Microsoft has made fixes to older products, such as Office 2003, but Arsenault emphasised that it's a lot harder to retrofit an old product for a new environment than it is to build a newer product, say Office 2007, more securely. He drew an analogy between the trade-offs of updating older software and his desire to add airbags to his 1992 Toyota: He can (and will) actually get it done, but it's going to cost him.

Another thing that worries him: security issues surrounding Web 2.0, web services and software as a service. "They all rely on deeper trust at the client level and a smarter client to do that trust model," he said. "We can't assume that the traditional model we are using is actually going to work."

Danger signs are also emerging when it comes to securing virtualised systems.

"Your CIOs have no clue as to where we are on this," he told the audience of security pros. "I think that there's a lot of things we don't have right on virtualisation as an industry... We've got the ability given its nascent state today working with all the folks doing virtualisation to put some things in hypervisors and other components that would allow us not to play catch up like we have over the past 7 years in security."

Microsoft gathers security data in a number of ways and formats, including its Security Intelligence Report, now conducted twice a year but potentially going quarterly.

Among the most frustrating findings for Arsenault: Just over half of all attacks originated from the .edu domain. "[That's] a fundamental problem," he said. "We've got to do a better job with the university systems to stop that."

As for geographically where attacks are coming from, all eyes are on China, the source of 380 percent more attacks than a year ago.

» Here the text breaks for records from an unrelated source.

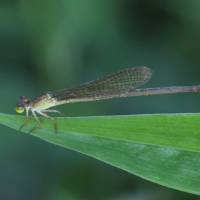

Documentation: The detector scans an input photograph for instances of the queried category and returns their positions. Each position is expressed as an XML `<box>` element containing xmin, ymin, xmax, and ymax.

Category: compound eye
<box><xmin>15</xmin><ymin>105</ymin><xmax>24</xmax><ymax>113</ymax></box>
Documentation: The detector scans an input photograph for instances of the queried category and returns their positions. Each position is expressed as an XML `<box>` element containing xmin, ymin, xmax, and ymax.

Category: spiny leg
<box><xmin>42</xmin><ymin>110</ymin><xmax>66</xmax><ymax>117</ymax></box>
<box><xmin>36</xmin><ymin>110</ymin><xmax>57</xmax><ymax>133</ymax></box>
<box><xmin>29</xmin><ymin>110</ymin><xmax>40</xmax><ymax>134</ymax></box>
<box><xmin>19</xmin><ymin>110</ymin><xmax>28</xmax><ymax>131</ymax></box>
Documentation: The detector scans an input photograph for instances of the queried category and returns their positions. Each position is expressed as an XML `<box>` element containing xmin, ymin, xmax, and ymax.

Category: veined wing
<box><xmin>52</xmin><ymin>67</ymin><xmax>153</xmax><ymax>100</ymax></box>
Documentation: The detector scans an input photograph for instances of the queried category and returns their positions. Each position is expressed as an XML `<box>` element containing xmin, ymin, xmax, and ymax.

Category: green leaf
<box><xmin>0</xmin><ymin>114</ymin><xmax>200</xmax><ymax>194</ymax></box>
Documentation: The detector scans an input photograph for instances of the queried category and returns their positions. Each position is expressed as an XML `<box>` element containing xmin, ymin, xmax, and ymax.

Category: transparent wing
<box><xmin>52</xmin><ymin>67</ymin><xmax>153</xmax><ymax>100</ymax></box>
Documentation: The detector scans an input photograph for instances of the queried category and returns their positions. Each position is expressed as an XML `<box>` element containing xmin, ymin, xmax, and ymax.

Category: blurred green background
<box><xmin>0</xmin><ymin>0</ymin><xmax>200</xmax><ymax>200</ymax></box>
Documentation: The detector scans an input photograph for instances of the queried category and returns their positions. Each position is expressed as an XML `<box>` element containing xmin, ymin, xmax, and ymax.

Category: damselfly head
<box><xmin>15</xmin><ymin>96</ymin><xmax>28</xmax><ymax>113</ymax></box>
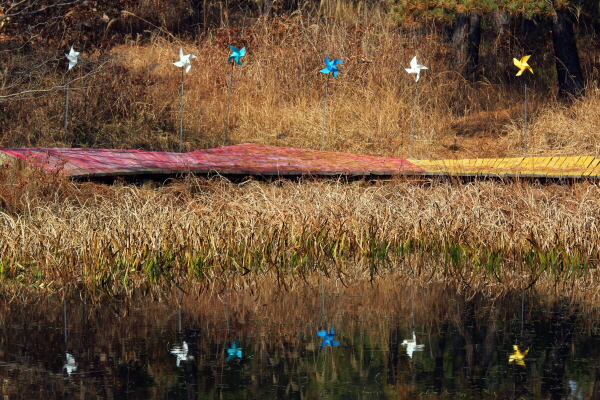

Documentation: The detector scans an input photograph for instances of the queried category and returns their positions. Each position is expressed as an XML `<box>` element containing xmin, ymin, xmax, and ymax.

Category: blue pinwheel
<box><xmin>227</xmin><ymin>340</ymin><xmax>242</xmax><ymax>361</ymax></box>
<box><xmin>317</xmin><ymin>326</ymin><xmax>340</xmax><ymax>349</ymax></box>
<box><xmin>319</xmin><ymin>56</ymin><xmax>343</xmax><ymax>78</ymax></box>
<box><xmin>227</xmin><ymin>46</ymin><xmax>246</xmax><ymax>65</ymax></box>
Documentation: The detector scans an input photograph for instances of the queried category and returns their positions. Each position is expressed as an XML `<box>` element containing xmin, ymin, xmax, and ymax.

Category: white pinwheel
<box><xmin>405</xmin><ymin>56</ymin><xmax>429</xmax><ymax>82</ymax></box>
<box><xmin>173</xmin><ymin>48</ymin><xmax>196</xmax><ymax>73</ymax></box>
<box><xmin>65</xmin><ymin>46</ymin><xmax>81</xmax><ymax>69</ymax></box>
<box><xmin>402</xmin><ymin>331</ymin><xmax>425</xmax><ymax>358</ymax></box>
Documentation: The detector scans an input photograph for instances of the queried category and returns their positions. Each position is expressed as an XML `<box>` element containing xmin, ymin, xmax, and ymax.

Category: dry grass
<box><xmin>0</xmin><ymin>173</ymin><xmax>600</xmax><ymax>298</ymax></box>
<box><xmin>0</xmin><ymin>10</ymin><xmax>584</xmax><ymax>158</ymax></box>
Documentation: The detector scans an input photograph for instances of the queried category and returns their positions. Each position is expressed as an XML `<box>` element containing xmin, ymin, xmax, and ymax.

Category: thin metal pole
<box><xmin>63</xmin><ymin>78</ymin><xmax>69</xmax><ymax>147</ymax></box>
<box><xmin>410</xmin><ymin>277</ymin><xmax>415</xmax><ymax>333</ymax></box>
<box><xmin>523</xmin><ymin>84</ymin><xmax>528</xmax><ymax>157</ymax></box>
<box><xmin>321</xmin><ymin>276</ymin><xmax>327</xmax><ymax>322</ymax></box>
<box><xmin>179</xmin><ymin>67</ymin><xmax>184</xmax><ymax>153</ymax></box>
<box><xmin>225</xmin><ymin>63</ymin><xmax>233</xmax><ymax>142</ymax></box>
<box><xmin>63</xmin><ymin>299</ymin><xmax>67</xmax><ymax>345</ymax></box>
<box><xmin>321</xmin><ymin>74</ymin><xmax>329</xmax><ymax>151</ymax></box>
<box><xmin>408</xmin><ymin>87</ymin><xmax>419</xmax><ymax>158</ymax></box>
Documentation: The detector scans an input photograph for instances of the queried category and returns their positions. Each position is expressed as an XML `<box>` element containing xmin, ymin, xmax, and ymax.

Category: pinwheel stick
<box><xmin>409</xmin><ymin>87</ymin><xmax>419</xmax><ymax>158</ymax></box>
<box><xmin>321</xmin><ymin>276</ymin><xmax>327</xmax><ymax>323</ymax></box>
<box><xmin>63</xmin><ymin>78</ymin><xmax>69</xmax><ymax>146</ymax></box>
<box><xmin>321</xmin><ymin>74</ymin><xmax>329</xmax><ymax>151</ymax></box>
<box><xmin>523</xmin><ymin>84</ymin><xmax>528</xmax><ymax>156</ymax></box>
<box><xmin>179</xmin><ymin>68</ymin><xmax>185</xmax><ymax>153</ymax></box>
<box><xmin>225</xmin><ymin>61</ymin><xmax>234</xmax><ymax>142</ymax></box>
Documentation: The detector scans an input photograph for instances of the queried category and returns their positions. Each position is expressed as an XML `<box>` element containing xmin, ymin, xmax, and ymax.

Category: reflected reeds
<box><xmin>0</xmin><ymin>278</ymin><xmax>600</xmax><ymax>399</ymax></box>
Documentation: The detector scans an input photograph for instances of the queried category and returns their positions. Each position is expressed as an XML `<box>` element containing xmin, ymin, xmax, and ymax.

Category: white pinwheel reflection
<box><xmin>63</xmin><ymin>353</ymin><xmax>79</xmax><ymax>375</ymax></box>
<box><xmin>171</xmin><ymin>341</ymin><xmax>194</xmax><ymax>367</ymax></box>
<box><xmin>402</xmin><ymin>331</ymin><xmax>425</xmax><ymax>358</ymax></box>
<box><xmin>65</xmin><ymin>46</ymin><xmax>81</xmax><ymax>69</ymax></box>
<box><xmin>173</xmin><ymin>48</ymin><xmax>196</xmax><ymax>73</ymax></box>
<box><xmin>405</xmin><ymin>56</ymin><xmax>429</xmax><ymax>82</ymax></box>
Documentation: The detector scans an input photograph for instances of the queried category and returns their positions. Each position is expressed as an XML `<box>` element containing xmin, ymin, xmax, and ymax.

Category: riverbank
<box><xmin>0</xmin><ymin>170</ymin><xmax>600</xmax><ymax>299</ymax></box>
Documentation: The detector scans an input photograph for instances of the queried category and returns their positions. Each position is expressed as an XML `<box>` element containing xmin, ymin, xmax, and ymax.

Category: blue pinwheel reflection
<box><xmin>317</xmin><ymin>326</ymin><xmax>340</xmax><ymax>349</ymax></box>
<box><xmin>227</xmin><ymin>340</ymin><xmax>242</xmax><ymax>361</ymax></box>
<box><xmin>171</xmin><ymin>341</ymin><xmax>194</xmax><ymax>367</ymax></box>
<box><xmin>63</xmin><ymin>353</ymin><xmax>79</xmax><ymax>375</ymax></box>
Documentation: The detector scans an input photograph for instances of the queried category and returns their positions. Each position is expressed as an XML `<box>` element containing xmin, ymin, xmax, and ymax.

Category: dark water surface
<box><xmin>0</xmin><ymin>282</ymin><xmax>600</xmax><ymax>399</ymax></box>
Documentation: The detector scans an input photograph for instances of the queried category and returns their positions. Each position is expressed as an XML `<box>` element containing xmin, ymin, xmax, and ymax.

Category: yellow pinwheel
<box><xmin>508</xmin><ymin>345</ymin><xmax>529</xmax><ymax>366</ymax></box>
<box><xmin>513</xmin><ymin>56</ymin><xmax>533</xmax><ymax>76</ymax></box>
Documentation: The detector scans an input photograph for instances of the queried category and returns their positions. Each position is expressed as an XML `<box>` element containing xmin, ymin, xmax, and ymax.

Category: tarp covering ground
<box><xmin>0</xmin><ymin>143</ymin><xmax>424</xmax><ymax>178</ymax></box>
<box><xmin>0</xmin><ymin>143</ymin><xmax>600</xmax><ymax>179</ymax></box>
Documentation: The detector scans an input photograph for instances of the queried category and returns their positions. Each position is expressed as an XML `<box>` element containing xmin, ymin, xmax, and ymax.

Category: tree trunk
<box><xmin>552</xmin><ymin>1</ymin><xmax>584</xmax><ymax>99</ymax></box>
<box><xmin>466</xmin><ymin>10</ymin><xmax>481</xmax><ymax>82</ymax></box>
<box><xmin>452</xmin><ymin>10</ymin><xmax>481</xmax><ymax>82</ymax></box>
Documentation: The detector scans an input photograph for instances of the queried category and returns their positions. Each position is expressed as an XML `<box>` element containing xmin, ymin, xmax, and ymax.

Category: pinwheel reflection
<box><xmin>317</xmin><ymin>326</ymin><xmax>340</xmax><ymax>349</ymax></box>
<box><xmin>63</xmin><ymin>353</ymin><xmax>79</xmax><ymax>375</ymax></box>
<box><xmin>319</xmin><ymin>56</ymin><xmax>343</xmax><ymax>78</ymax></box>
<box><xmin>171</xmin><ymin>342</ymin><xmax>194</xmax><ymax>367</ymax></box>
<box><xmin>513</xmin><ymin>56</ymin><xmax>533</xmax><ymax>76</ymax></box>
<box><xmin>508</xmin><ymin>344</ymin><xmax>529</xmax><ymax>365</ymax></box>
<box><xmin>402</xmin><ymin>331</ymin><xmax>425</xmax><ymax>358</ymax></box>
<box><xmin>404</xmin><ymin>56</ymin><xmax>429</xmax><ymax>82</ymax></box>
<box><xmin>227</xmin><ymin>341</ymin><xmax>242</xmax><ymax>361</ymax></box>
<box><xmin>227</xmin><ymin>46</ymin><xmax>246</xmax><ymax>65</ymax></box>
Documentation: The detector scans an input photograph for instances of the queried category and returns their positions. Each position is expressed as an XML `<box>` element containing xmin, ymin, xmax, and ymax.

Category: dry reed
<box><xmin>0</xmin><ymin>171</ymin><xmax>600</xmax><ymax>298</ymax></box>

In terms of what kind of malware is showing up most often, Trojans are on the rise. Rootkits are raising their ugly heads, but fortunately, Arsenault said, they're so hard to write that they probably won't get too much worse.

On a positive note, Microsoft is seeing the amount of publicly exploitable code, at least for its own software, shrink. But he does sweat over whether there's really less exploitable code, or whether it's more a case of such code just being kept secret by nation states looking to wage cyberwar.

Microsoft also gets a read on security issues by holding CSO and CIO summits (Arsenault is executive host for the company's annual CSO Summit, at which 300 top CSOs, mostly from the US, partake). Microsoft compares data from the two groups to determine whether security concerns are being taken seriously by CIOs.

In Microsoft's latest survey of CSOs, it found that protection is the top security issue (62 percent), followed by identity/access management (57 percent) and compliance (44 percent and falling in the rankings, a finding consistent among CIOs as well). Secure messaging/collaboration is among issues on the rise, as is application architecture ("The biggest question there is how far back you go in your code base," Arsenault added). Patch management ranked 6th on this list, with 29 percent citing it, though Arsenault says this topic ranked first about years ago.

Arsenault also spent a chunk of his talk discussing why Microsoft makes the security investment and partnership and technology decisions it does, and steps Microsoft has taken internally to shore up its security and protect its own intellectual property and systems. He noted that decisions, such as what security products to include in an operating system, aren't always up to Microsoft given certain regulatory restrictions. Others, such as how to integrate security and management products, are also complex. He also discussed the requirement to weigh the needs of enterprises, small businesses and consumers, noting that security at the consumer level can have a big impact on enterprise security.

Arsenault isn't your typical Microsoft speaker. He prefaced his talk by noting that he has spent his entire career at the company outside of the profit and loss side of things and doesn't really care whether you buy Microsoft Forefront security products or technology from someone else (he even confessed to using Quicken rather than MSN Money). "I have a vested interest in reducing security risk in the overall environment so we don't slow down the computing stuff that's been going on or what you're doing over the Internet."